Meurtre de Palavas : l’ex-boxeur était traqué

L’autopsie pratiquée mardi à l’institut médico-légal du CHRU de Montpellier a confirmé les informations de Métropolitain sur la cause de la mort violente de Mohamed Dridi, surnommé Momo le turbulent, lundi matin à son domicile de Palavas-les-Flots : l’ancien champion du monde de boxe, âgé de 48 ans a été tué d’une balle qui s’est logée en haut de la poitrine. Son décès a été instantané.

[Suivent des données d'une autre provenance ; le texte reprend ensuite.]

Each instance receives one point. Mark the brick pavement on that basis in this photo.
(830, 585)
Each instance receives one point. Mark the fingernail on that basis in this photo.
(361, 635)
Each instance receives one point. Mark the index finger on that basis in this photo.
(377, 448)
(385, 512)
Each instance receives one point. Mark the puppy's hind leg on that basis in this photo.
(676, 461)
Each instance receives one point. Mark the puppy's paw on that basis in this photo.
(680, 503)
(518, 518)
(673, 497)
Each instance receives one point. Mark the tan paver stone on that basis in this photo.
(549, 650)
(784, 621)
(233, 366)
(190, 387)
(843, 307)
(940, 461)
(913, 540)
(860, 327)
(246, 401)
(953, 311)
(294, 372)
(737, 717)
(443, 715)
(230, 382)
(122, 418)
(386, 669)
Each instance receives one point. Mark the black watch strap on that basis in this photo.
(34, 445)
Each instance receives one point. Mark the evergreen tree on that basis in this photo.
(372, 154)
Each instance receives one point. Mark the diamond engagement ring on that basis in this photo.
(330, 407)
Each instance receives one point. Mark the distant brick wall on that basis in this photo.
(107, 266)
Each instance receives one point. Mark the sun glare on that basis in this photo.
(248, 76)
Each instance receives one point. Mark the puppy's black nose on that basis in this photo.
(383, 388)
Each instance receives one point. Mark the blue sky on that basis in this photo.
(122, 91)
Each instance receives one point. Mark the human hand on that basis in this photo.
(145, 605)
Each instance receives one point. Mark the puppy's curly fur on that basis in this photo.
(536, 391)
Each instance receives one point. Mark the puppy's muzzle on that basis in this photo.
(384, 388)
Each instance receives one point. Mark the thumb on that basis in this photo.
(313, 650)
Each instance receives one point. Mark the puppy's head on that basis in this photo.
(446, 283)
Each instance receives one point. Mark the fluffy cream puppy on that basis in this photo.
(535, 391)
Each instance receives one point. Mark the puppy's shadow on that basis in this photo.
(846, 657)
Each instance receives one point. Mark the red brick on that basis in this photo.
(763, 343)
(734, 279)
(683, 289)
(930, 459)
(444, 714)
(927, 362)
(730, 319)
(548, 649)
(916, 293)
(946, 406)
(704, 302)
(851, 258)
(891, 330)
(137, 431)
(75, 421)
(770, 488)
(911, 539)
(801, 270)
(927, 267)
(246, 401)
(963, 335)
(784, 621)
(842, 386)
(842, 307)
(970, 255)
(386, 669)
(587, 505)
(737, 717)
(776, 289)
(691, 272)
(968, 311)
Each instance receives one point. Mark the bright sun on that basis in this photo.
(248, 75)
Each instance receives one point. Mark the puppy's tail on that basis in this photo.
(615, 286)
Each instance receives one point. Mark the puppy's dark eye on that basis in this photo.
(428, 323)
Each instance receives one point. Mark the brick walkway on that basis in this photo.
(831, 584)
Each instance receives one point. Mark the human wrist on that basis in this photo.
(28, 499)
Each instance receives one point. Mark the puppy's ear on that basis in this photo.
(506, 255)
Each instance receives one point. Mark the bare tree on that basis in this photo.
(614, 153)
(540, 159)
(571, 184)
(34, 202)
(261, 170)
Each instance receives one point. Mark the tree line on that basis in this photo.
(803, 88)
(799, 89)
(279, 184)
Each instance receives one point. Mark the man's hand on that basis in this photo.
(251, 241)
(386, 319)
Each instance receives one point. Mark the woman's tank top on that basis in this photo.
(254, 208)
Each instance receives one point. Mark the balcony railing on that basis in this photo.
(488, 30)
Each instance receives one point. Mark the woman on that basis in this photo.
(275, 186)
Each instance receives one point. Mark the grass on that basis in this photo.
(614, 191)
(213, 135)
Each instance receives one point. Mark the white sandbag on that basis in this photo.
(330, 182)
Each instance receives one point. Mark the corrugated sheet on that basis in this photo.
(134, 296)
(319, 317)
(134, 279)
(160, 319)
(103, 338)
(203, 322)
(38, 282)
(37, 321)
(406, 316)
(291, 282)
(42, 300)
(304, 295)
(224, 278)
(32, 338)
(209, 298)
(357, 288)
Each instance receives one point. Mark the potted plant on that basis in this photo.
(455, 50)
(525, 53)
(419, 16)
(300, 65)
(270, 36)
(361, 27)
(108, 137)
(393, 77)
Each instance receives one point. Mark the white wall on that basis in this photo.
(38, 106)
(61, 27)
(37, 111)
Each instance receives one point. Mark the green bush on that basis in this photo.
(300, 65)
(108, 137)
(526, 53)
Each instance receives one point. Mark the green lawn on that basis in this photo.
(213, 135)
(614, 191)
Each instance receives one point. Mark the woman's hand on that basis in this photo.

Mohamed Dridi était entièrement nu dans le salon du petit appartement situé au dernier étage de la résidence de La Californie, avenue du Général de Gaulle, sur la rive droite de Palavas. Il connaissait sans nul doute le tueur, dont il ne s’est pas méfié en le laissant monter. L’accès à la résidence est géré par un digicode.

Le tueur présumé était bien informé : il a attendu que le fils de la victime, un footballeur de 23 ans quitte les lieux pour aller faire son jogging d’une heure, comme tous les matins pour venir lui régler son compte.

Fausse identité

Mohamed Dridi et son fils habitaient dans cette petite résidence tranquille depuis environ un an et demi. Il n’est pas exclu que l’ancien boxeur qui avait également défrayé un temps la chronique judiciaire était venu « se mettre au vert », car, il était visiblement traqué.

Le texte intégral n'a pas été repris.